The Institute's findings showed that stigma manifests in various ways, including verbal harassment, rejection by relatives, security monitoring, and lack of economic opportunities. In Al-Anbar, 42% of respondents reported experiencing everyday verbal harassment and rejection by relatives, while 40% faced security monitoring and economic challenges due to perceived ISIS affiliation.

To mitigate these issues, some communities and displaced persons have turned to tribal traditions. Disavowal (tabriya or bara'a) has been employed as a means for individuals to renounce ISIS and its ideology publicly. However, this practice has evolved to include the repudiation of family members, which can lead to significant legal implications and potential exploitation by ISIS or other groups.

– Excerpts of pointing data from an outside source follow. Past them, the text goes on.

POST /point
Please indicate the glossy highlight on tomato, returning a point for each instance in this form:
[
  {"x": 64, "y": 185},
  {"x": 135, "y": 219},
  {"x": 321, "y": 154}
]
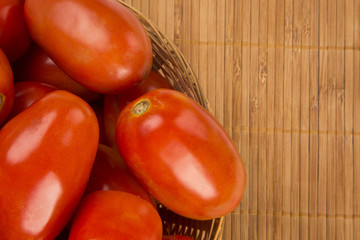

According to the Institute, formal disavowal is seen as a condition for return and reintegration, providing some comfort to survivor families and affirming their rejection of extremism.

Security Concerns

Security remains a critical concern linked to the return and reintegration process. The Institute's data reveals that 77% of Al-Anbar residents fear instability if families with perceived ISIS affiliations return. This instability could result from social conflicts, the rise of extremism, or acts of revenge against returnees. At least 50% of Al-Anbar residents in ten districts believe the reintegration process poses security concerns, with many advocating for the resettlement of returnees in different locations to avoid potential conflicts.

Community Acceptance and Reconciliation

Gaining community acceptance for returnees is a key challenge. According to the Institute, awareness-raising efforts are essential to reduce stigma and promote reconciliation. USIP's dialogue processes have shown positive trends, with many Al-Anbar residents willing to accept returnees under certain conditions. These include survivor families' acceptance and adherence to community or tribal processes.

Reconciliation processes involving survivor families and returnees are crucial. The Institute's research indicated that 51% of Al-Anbar respondents believe reconciliation is necessary for lasting stability. However, many doubt its success in the current environment due to a lack of willingness from various stakeholders.

Recommendations and Future Steps

Addressing the challenges of stigmatization, security, and community acceptance requires a multi-faceted approach. The Institute emphasized the need for inclusive dialogue, government and community collaboration, and awareness-raising activities. Programs like the Western Al-Anbar Accord have shown that transforming opposition into active partnership is possible through dialogue and engagement.

The Institute also recommended amending monitoring and surveillance practices to be less intrusive and more conflict-sensitive. Community policing and responsible media coverage can help reduce anxiety and promote understanding among communities.

According to the Institute, while significant progress has been made in Iraq's recovery and stabilization efforts, ongoing challenges related to stigmatization, security, and community acceptance must be addressed. A comprehensive approach involving government, community leaders, and international support is essential to ensure the successful reintegration of displaced populations and the continued stability of the region. Neglecting these issues could undermine the progress made and make vulnerable populations susceptible to exploitation by extremist groups.